Max Hoffman House is a Frank Lloyd Wright designed waterfront home in Rye, New York, United States, built in 1955 for European automobile importer Max Hoffman. Hoffman had commissioned Wright to design the Hoffman Auto Showroom for his Jaguar dealership at 430 Park Avenue in New York City in 1954. The following year, Wright designed a large single-story L-shaped home and garden for the Hoffmans on the shore of North Manursing Island overlooking Long Island Sound.

The Max Hoffman House was purchased in 1972 by Emily Fisher Landau, who sold it in 1993 to Tom & Alice Tisch (son and daughter-in-law of former CBS president and CEO Laurence Tisch).

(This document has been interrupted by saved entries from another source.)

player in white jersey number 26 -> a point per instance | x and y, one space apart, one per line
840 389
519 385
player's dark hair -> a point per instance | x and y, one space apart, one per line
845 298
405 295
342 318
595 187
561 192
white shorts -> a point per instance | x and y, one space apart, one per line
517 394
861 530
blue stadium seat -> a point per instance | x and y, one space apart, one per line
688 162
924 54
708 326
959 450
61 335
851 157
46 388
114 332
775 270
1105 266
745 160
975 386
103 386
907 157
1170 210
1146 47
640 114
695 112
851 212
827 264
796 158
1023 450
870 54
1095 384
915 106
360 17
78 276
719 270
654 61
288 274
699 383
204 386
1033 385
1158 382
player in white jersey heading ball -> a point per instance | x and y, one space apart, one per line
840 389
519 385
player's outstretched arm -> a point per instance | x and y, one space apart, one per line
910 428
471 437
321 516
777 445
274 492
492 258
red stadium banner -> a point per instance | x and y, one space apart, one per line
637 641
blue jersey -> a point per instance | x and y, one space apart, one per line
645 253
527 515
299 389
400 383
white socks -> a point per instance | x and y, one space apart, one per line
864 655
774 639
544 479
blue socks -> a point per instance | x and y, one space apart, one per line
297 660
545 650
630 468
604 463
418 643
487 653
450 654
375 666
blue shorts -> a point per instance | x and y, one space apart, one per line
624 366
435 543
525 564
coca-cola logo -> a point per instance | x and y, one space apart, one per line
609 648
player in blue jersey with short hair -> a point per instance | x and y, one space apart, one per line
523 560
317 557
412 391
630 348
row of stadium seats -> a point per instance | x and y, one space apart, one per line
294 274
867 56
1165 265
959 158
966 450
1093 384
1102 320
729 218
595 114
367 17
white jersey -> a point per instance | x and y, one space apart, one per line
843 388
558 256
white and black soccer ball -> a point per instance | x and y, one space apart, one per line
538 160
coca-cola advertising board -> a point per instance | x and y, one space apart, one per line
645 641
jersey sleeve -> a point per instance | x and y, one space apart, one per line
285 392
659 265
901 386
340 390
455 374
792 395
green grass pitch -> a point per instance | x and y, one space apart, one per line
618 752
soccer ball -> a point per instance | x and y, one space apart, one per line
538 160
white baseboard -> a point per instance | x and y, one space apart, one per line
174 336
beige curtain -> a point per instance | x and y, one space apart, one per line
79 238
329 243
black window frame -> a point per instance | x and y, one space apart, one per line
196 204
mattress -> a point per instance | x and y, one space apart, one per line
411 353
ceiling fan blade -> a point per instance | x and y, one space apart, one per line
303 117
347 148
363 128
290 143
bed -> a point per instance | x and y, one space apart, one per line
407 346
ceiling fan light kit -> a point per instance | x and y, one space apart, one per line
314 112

In 2019 the house was sold to fashion designer Marc Jacobs for $9.175 million.

Constructed of stone and plaster, with a slate roof and a copper-trimmed fascia, the 5791 sqft single-story home sits on a 1.97-acre lot and features a Japanese-style garden designed by Stephen Morrell, curator of the John P. Humes Japanese Stroll Garden in Locust Valley, New York. In 1972 Taliesin Associated Architects built an additional wing to the north. An interior renovation in 1995 was designed by architect Emanuela Frattini Magnusson.